Le débat sur l’Europe, incontournable

Alors comment imaginer une stratégie d’union des gauches ? C’est précisément sur ce terrain qu’on attend Benoît Hamon. Peut-il continuer à se réclamer d’une Europe qui réclame toujours plus de concessions au « monde des finances », pour reprendre une formule célèbre du discours de François Hollande au Bourget ? Un discours dont s’est réclamé Benoît Hamon au soir de sa victoire aux primaires de la gauche. Si les électeurs qui l’ont porté dimanche comprennent que, au premier froncement de sourcils d'Angela Merkel ou de Jean-Claude Junker, il courbera l’échine à l’instar d’un François Hollande, lequel avait toute de même promis de renégocier le pacte « Merkozy » , il y a peu de chances qu’une union avec le Parti de gauche de Mélenchon puisse se concrétiser. En même temps, s’il refuse de s’affirmer en faveur de cette Europe-là, quelles sont ses chances de récupérer des soutiens chez Valls ? Aucune. Pourtant, sans volonté claire vis-à-vis de l’Europe, en finir avec les politiques d’austérité est impossible et c’est là un désaccord de fond avec Jean-Luc Mélenchon.
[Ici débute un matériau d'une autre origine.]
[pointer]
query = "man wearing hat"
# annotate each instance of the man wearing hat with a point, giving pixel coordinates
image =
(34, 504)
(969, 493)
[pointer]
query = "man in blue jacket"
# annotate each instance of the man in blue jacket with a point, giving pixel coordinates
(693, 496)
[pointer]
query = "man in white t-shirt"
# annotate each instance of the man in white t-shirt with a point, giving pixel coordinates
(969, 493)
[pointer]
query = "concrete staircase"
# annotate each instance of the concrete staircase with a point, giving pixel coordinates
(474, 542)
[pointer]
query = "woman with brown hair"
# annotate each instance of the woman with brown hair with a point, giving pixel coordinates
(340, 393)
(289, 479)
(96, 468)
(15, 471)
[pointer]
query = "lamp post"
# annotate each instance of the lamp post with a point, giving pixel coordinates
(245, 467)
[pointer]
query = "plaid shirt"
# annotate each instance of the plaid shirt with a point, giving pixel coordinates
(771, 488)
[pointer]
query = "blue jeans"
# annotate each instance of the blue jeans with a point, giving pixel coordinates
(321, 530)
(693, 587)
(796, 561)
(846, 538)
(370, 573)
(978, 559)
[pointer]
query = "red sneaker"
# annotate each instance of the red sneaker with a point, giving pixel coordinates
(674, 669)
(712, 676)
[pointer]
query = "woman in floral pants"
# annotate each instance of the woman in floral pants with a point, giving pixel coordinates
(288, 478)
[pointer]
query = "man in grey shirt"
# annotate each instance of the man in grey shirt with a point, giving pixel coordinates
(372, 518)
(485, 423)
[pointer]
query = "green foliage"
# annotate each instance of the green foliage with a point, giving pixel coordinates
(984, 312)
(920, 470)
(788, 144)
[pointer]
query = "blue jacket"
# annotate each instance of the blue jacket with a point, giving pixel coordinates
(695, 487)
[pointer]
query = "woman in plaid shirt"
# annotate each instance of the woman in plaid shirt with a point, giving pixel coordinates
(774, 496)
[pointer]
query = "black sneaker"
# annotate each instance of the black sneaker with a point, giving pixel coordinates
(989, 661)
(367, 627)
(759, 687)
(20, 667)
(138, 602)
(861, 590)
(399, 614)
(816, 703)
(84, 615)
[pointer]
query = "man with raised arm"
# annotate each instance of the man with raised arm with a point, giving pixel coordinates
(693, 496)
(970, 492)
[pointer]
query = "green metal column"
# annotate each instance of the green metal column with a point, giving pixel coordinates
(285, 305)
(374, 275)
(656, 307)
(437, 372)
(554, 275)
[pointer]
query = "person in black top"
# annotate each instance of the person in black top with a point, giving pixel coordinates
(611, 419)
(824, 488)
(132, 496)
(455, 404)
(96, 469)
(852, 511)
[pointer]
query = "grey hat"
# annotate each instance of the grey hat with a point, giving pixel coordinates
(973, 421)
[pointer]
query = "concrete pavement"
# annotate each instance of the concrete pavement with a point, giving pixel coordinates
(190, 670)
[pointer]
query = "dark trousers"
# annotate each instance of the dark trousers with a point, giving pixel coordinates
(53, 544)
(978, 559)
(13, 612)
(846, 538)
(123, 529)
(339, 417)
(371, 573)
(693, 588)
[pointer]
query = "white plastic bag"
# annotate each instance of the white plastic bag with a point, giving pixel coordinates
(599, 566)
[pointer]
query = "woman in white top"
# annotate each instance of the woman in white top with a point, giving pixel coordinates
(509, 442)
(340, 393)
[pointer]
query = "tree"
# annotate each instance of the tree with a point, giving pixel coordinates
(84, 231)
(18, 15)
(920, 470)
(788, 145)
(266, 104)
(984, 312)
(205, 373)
L’éclatement du PS et la recomposition de la gauche ?

Il n’y aura donc pas de nouveau congrès d’Epinay. Les choix assumés par Hollande l’ont rendu impossible. Il faut aussi réaliser que si Benoît Hamon s’en tient à son programme, cela signifiera sans doute la fin du PS, son éclatement et une recomposition de fond à gauche. Ce qui est d’ailleurs souhaitable. Benoît Hamon ira-t-il jusque-là ou préférera-t-il renier les mesures phares qu’il a défendues pour une hypothétique union -de façade, forcément- du PS ? Or, ses revirements sur sa mesure la plus populaire, le « revenu d’existence », montre qu’il est prêt à adopter une certaine flexibilité pour gagner des voix. S’il préfère rassembler le PS autour de demi-mesures, il perdra forcément ce qui a fait sa force et qui lui a permis de l’emporter hier. Il verra aussi s’évanouir toute perspective d’union avec la gauche de Mélenchon. C’est donc à partir d’aujourd’hui que l’on verra de quel bois est vraiment fait Benoît Hamon et quelle est la sincérité de son projet.